Researchers at the University of Maryland (UMD) have discovered an entirely new role for a well-known plant molecule called ACC, providing the first clear example of ACC acting on its own as a likely plant hormone. Just like in humans and animals, hormones in plants carry messages to signal and trigger essential processes for plant health and functionality, from reproduction to defense. Without these processes, crops can't reproduce and thrive to provide the food we need to feed a growing global population.
In a new publication in Nature Communications, researchers show that ACC has a critical role in pollination and seed production by activating proteins similar to those involved in nervous system responses in humans and animals. These findings could not only change textbooks that have previously attributed plant responses to the hormone ethylene instead of ACC, but could also open the door for new research to improve plant health and crop yield.
"There are several novel things about this paper," explains Caren Chang, UMD. "But the main impact is that it introduces a new plant growth regulator or plant hormone, alongside a small handful of other publications. It isn't a newly identified molecule, but it has never been thought of before as a plant hormone, only as the precursor to ethylene."
Chang, a professor in Cell Biology & Molecular Genetics and affiliate professor of Plant Science & Landscape Architecture supported by the Maryland Agricultural Experiment Station (MAES), explains that ethylene is one of the five major plant hormones and has been studied for over a century. It is important for many processes that are vital to plant health and crop production, including fruit ripening, stress responses to flooding and drought, plant disease defenses, germination, and flowering.

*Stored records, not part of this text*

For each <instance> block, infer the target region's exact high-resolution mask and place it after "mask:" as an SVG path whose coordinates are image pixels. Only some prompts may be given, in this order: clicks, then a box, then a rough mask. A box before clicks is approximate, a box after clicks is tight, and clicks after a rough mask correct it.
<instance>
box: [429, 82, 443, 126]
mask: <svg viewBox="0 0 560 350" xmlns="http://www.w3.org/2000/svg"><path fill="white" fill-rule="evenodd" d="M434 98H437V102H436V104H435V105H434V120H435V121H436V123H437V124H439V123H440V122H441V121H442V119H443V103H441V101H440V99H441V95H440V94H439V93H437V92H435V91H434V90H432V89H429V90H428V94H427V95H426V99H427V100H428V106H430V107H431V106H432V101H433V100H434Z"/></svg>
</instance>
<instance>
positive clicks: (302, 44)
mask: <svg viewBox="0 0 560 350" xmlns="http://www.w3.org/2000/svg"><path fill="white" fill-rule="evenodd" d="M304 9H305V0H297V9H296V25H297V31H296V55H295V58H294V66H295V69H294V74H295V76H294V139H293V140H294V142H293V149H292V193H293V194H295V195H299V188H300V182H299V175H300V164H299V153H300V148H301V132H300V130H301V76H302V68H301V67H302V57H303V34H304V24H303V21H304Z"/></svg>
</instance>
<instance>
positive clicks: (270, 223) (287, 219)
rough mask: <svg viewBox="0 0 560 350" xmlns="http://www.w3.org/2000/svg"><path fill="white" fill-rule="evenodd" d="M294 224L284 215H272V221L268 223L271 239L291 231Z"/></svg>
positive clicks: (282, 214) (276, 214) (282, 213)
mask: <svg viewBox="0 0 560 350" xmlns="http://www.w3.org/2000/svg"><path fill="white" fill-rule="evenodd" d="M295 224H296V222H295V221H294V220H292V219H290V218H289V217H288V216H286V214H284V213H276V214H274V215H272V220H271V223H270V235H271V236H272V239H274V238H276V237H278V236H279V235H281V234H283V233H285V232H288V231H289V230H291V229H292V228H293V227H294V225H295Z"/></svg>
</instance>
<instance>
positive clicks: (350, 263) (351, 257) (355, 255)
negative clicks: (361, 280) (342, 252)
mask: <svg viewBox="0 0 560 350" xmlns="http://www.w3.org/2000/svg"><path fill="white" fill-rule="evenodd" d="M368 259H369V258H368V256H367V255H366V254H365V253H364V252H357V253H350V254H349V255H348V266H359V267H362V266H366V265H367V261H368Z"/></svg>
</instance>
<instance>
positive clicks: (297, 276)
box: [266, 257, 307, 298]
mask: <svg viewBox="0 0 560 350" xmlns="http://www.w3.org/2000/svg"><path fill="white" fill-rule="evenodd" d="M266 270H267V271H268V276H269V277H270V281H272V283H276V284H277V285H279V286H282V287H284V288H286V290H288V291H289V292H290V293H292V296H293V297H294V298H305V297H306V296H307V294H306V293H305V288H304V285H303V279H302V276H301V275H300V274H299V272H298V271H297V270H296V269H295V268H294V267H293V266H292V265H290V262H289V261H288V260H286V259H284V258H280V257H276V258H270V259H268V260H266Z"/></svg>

"In much of the research, ACC has been used in place of ethylene, knowing that it's a precursor that plants convert into ethylene. This is because ACC is easy to work with in powder form and can even be sprayed on the plant, but working with ethylene is very difficult because it is a gas. So researchers have used ACC for decades in place of ethylene, and the literature would interpret the observed responses as ethylene responses. What our paper shows is that an ACC response is not necessarily an ethylene response. While ethylene is an important plant hormone with its own set of functions, some of these responses that have been attributed to ethylene through ACC may actually be separate ACC responses, acting as a growth regulator or hormone itself."
This finding opens the door for many papers across decades of research, as well as textbooks and future education on plant hormone responses, to be revised in the event that ACC is actually triggering important plant processes previously attributed to ethylene.
According to Chang, the paper also presents advances in plant reproduction. "In the plant reproduction field, there are many steps that are critical in pollination, and one of these steps requires the pollen to reach the ovules to actually produce a seed," says Chang. "Our paper shows that ACC signaling in the ovule is involved in getting the pollen tube to turn and effectively deliver the pollen, which makes it essential for seed production. It's probably the first example showing how the maternal ovule tissue actually helps attract the pollen tube." And this isn't a small effect, Chang stresses. "The seed number pretty much doubles in the presence of ACC. There is potential here to improve the seed number, which can increase food production in certain crops and have an impact on food security long-term."
Led by José Feijó, another professor in Cell Biology & Molecular Genetics and affiliate professor of Plant Science & Landscape Architecture, another major finding of this paper shows clear connections between human, animal, and plant hormone signaling pathways by identifying a potential receptor for ACC activity.
"The most interesting parallel is cell-cell communication," explains Feijó. "Animal glutamate receptors are proteins which are needed for information to jump from one neuron to the next, either through an electric impulse or through calcium signaling, which is essential for things like memory. Problems in the processes mediated by glutamate receptors are known to be related to neurodegeneration and depression."
Chang adds, "These receptors have been found in the human nervous system, and neuroscientists have been studying them for drug development to treat nervous system issues like depression. They found that ACC can actually affect the nervous system in humans. So we decided to look for the same receptors, named glutamate-like receptors (GLRs) in plants, to see if they respond to ACC in plants. We found that ACC can actually affect GLRs in plants as well."
This finding opens an entirely new avenue of research in plant biology and points to similarities in plants and humans that are currently not well understood. "In plants, GLRs all seem to convey functions related to communication, either to bring male and female genes into an egg, or in pathogen or stress alert systems and defenses," says Feijó.
"Emerging trends suggest that GLRs underlie long distance electric signaling through the plant vascular system, where injury to tissues in one leaf inform the whole plant to create nasty substances to deter insects. All these lines seem to point into the existence of electric communication within plant tissues and organs, and that these functions involve GLRs. This is an interesting parallel evolution of a function for glutamate receptors as they evolved to be associated with the animal nervous systems to perform similar functions."
With ACC as a new candidate activating GLRs and all the newly discovered roles it is playing as a plant hormone, Chang and the team are excited about the directions this work can go. "There is still a lot of research to be done to see how this is all happening and can be used in different crops, but all that new research can happen now."